Benjamin Hutchison Lewis was my great-great-great grandfather on my paternal grandmother's side. He was born on the 19th of September in 1827 in Henry County, Alabama. Benjamin was the oldest son of John Lewis and Sarah M Hutchison and he only had one other sibling, a younger brother.

Benjamin Hutchison Lewis Tombstone
Photo credit to Judie F Lewis
There are discrepancies in his birth year. The Bible record is illegible, while it looks like it could be a seven, comparing it to other seven's, it could also be a one. On the multiple census records that have been gathered his age suggests his birth in 1827, also his civil war documents state that he was born in 1827. The only thing is his tombstone lists his birth year as 1821.

He married Emeline Glawson on March 20th of 1849 and had 9 children; James Lafayette (who was my great-great grandfather), Elouisa Josephine, John Thomas, Benjamin Hutchison, Jr., Jesse Brown, Emeline Georgeann, Sarah C, Arabella C, and Ella Etta.

Benjamin enlisted in the Civil War on July 3rd of 1861 and was the Captain of the Confederate Company F 15th Alabama Regiment, the "Brundidge Guards." In The War Between the Union and the Confederacy which is an actual account of Colonel William C Oates.
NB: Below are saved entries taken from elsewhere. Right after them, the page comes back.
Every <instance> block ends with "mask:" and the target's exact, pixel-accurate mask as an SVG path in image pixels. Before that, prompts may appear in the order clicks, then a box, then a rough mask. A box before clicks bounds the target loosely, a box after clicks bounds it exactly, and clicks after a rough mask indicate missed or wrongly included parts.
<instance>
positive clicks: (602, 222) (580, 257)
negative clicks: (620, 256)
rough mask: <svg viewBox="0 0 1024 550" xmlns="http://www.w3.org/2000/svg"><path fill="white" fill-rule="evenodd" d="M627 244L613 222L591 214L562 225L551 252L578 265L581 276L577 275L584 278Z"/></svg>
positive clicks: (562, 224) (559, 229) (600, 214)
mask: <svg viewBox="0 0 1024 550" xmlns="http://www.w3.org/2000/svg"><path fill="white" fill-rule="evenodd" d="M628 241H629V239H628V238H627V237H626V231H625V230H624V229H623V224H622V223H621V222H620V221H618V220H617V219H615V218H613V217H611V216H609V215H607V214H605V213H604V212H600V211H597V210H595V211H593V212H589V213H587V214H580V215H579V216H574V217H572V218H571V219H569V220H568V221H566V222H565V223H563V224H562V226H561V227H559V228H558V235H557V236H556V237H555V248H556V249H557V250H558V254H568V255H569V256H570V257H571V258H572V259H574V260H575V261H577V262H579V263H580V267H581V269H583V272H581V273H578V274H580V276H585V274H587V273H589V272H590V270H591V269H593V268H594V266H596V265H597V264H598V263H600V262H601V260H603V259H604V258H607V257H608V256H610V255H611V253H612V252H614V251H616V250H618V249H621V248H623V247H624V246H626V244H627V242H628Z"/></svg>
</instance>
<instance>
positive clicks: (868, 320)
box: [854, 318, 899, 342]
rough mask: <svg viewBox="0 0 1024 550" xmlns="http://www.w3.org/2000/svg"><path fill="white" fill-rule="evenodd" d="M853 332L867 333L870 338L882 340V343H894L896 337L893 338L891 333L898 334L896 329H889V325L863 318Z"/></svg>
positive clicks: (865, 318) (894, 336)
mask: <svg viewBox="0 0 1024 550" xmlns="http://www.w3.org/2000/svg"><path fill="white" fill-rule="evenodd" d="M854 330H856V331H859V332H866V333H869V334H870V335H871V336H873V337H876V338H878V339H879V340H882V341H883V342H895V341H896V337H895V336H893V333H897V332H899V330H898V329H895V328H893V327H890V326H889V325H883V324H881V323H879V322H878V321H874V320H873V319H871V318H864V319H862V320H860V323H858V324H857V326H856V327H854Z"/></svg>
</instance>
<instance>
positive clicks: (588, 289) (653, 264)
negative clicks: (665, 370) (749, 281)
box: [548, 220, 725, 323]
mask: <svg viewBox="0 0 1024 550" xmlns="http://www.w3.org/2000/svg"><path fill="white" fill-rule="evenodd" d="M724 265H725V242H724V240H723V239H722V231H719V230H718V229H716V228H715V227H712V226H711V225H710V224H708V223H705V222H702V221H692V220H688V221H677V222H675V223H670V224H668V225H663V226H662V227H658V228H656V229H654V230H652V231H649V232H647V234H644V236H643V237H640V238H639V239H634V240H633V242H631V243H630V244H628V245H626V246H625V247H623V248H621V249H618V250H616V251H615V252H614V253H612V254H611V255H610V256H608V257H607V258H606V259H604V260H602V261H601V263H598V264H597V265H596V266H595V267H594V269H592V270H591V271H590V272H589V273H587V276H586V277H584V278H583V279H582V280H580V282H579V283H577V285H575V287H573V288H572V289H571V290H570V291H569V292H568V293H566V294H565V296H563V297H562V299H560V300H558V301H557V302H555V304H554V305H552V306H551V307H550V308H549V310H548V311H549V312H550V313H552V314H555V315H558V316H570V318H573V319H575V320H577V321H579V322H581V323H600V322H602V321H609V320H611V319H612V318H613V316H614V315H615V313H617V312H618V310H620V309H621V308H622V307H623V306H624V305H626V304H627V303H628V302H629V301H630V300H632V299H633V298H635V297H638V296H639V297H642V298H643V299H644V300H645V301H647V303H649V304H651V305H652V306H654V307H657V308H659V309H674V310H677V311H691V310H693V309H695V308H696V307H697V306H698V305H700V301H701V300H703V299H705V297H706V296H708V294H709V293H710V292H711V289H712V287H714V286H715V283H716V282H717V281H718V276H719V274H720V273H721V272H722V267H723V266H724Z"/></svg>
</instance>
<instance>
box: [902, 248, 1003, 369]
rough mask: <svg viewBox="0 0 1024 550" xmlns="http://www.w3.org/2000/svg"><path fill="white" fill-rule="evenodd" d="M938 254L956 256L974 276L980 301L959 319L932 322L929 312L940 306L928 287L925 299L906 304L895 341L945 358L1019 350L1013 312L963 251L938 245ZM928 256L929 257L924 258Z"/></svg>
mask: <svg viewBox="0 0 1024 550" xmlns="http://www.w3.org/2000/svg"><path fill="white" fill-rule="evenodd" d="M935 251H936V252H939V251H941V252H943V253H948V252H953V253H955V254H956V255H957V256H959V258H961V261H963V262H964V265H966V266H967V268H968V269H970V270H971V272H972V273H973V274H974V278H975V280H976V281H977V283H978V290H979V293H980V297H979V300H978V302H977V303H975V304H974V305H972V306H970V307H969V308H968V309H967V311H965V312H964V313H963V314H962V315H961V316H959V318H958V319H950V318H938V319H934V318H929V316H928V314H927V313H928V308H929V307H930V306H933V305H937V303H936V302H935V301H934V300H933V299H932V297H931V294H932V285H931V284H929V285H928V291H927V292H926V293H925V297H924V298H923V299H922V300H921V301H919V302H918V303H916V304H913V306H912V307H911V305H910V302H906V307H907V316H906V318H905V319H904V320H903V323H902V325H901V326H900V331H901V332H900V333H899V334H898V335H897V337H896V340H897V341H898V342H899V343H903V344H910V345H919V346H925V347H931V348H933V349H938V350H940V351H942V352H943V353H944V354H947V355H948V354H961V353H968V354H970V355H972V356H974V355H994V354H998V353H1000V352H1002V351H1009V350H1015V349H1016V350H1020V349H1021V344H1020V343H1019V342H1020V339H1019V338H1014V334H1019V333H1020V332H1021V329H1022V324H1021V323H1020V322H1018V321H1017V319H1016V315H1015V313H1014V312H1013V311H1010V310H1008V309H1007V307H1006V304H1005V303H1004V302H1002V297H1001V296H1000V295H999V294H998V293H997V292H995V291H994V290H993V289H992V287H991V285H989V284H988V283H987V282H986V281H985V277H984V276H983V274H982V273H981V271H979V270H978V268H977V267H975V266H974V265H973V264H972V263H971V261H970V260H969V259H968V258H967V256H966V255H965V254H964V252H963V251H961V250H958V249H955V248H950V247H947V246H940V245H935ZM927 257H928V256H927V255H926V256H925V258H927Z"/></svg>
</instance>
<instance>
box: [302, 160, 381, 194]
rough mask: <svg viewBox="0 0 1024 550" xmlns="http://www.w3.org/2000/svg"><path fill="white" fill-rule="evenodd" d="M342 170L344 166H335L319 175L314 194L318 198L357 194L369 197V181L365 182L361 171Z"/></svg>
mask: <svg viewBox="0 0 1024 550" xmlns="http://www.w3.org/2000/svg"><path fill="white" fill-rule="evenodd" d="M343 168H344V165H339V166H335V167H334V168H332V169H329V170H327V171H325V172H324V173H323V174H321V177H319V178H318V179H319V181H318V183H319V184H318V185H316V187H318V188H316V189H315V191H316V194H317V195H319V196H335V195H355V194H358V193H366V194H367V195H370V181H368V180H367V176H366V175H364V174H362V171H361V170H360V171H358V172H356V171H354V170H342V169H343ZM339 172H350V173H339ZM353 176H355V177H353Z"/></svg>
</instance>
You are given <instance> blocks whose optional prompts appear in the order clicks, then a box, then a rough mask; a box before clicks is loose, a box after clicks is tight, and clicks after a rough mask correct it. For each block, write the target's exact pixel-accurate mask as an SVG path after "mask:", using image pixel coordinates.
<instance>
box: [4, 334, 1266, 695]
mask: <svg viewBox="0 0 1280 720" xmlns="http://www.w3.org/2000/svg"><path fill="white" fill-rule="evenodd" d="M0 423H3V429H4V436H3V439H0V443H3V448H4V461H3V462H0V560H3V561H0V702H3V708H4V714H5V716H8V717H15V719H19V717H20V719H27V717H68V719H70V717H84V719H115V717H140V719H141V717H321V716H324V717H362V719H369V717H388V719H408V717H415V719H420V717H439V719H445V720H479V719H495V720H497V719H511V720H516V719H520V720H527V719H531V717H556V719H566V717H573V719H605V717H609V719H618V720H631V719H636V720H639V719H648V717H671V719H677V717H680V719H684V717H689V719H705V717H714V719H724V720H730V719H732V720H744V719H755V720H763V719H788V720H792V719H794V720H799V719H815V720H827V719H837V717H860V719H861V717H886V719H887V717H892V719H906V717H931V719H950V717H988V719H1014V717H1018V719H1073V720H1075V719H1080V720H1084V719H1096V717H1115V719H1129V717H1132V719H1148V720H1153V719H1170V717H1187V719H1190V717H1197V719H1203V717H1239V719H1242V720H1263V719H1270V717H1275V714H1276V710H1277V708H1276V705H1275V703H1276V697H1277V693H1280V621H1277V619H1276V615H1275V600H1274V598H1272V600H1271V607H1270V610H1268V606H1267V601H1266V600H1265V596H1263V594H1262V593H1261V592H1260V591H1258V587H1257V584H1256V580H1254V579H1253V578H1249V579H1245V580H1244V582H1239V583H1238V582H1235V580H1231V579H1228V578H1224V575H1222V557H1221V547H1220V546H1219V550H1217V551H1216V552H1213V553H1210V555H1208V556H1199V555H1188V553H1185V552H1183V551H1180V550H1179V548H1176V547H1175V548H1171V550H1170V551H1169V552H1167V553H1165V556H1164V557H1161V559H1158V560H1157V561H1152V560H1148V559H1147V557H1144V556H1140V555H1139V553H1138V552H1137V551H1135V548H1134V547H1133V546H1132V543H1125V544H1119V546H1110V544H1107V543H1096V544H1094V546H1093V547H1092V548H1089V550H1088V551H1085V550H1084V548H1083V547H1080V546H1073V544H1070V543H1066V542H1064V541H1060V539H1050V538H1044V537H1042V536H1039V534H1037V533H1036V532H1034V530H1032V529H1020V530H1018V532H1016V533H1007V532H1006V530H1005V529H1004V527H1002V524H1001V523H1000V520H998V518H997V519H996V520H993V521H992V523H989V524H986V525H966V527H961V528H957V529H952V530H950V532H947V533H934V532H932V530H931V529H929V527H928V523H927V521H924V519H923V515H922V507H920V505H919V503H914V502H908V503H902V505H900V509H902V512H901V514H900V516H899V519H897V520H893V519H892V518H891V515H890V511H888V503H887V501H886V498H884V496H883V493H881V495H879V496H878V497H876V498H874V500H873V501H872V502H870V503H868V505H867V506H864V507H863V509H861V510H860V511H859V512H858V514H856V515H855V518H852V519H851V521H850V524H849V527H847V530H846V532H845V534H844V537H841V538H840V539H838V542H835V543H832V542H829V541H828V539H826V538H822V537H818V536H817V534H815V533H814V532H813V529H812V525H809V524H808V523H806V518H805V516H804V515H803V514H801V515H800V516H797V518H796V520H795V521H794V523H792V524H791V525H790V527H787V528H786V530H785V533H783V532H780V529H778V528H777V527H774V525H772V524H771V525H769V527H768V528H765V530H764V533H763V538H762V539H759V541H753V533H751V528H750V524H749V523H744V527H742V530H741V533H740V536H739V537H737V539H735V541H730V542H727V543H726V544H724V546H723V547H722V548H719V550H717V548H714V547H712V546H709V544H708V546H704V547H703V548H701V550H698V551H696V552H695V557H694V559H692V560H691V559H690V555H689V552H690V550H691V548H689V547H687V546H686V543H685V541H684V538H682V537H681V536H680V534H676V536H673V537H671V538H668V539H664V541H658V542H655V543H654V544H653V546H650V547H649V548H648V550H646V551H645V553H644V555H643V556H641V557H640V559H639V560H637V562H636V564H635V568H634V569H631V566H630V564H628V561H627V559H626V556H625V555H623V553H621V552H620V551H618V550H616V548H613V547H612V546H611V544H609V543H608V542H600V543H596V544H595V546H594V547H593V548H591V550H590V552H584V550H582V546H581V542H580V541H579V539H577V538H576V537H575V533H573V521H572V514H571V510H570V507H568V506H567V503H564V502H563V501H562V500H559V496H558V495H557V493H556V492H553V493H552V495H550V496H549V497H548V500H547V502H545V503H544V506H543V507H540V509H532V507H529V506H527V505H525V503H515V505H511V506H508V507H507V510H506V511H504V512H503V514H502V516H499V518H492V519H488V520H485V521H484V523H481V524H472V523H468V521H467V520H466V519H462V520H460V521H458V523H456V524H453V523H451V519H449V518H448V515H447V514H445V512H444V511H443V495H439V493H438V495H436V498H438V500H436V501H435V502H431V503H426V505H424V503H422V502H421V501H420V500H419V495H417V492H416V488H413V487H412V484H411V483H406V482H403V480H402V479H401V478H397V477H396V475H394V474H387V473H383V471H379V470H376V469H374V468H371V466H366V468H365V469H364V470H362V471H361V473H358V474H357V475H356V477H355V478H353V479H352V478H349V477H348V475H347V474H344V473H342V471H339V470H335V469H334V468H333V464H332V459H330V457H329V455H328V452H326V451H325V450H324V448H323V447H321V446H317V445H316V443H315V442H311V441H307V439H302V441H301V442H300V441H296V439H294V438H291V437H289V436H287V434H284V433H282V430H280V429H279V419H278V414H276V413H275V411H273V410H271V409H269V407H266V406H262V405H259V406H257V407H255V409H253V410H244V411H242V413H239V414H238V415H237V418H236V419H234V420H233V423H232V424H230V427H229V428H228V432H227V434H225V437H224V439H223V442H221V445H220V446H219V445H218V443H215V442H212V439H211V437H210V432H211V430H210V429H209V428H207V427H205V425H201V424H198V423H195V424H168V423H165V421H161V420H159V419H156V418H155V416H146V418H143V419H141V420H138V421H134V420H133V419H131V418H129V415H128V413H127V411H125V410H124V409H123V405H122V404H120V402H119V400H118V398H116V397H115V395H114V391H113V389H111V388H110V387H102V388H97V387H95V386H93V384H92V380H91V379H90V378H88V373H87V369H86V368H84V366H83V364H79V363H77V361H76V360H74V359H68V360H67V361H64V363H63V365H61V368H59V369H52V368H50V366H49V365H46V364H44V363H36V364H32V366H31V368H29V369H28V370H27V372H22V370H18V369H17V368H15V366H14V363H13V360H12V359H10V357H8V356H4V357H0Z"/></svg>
This book describes Benjamin a few times revealing his personality; "brave a Caesar," "battalion drill completely bewildered him," (Oates 79) and an actual conversation between him and the Colonel which makes you giggle because of his responses, and that this was actually an example of why things went bad for the Confederacy.

He contracted the measles while in Camp Toombs in the fall of 1861 and since they were in the middle of a war it was not caught fast enough and he went crazy. He was cured eventually, but his mind never recovered from the damage of the measles. The sickness and mental health is what led him to resign in January of 1862. While his health was in decline, he also probably got a letter from his family that his daughter, Sarah, barely a year old, died while he was away at war.

Now you think his run of bad luck would have ended there but in September of 1882, just 20 years after his resignation in the war, he was shot to death. He was shot by an 18 year old boy who was never arrested, mostly because once they found him again he was married and with a family, the Lewises did not want to bring it up again, or they just took revenge outside the law.

It is so interesting finding these stories, filling them into to someone's life and seeing how it could have affected them and their family.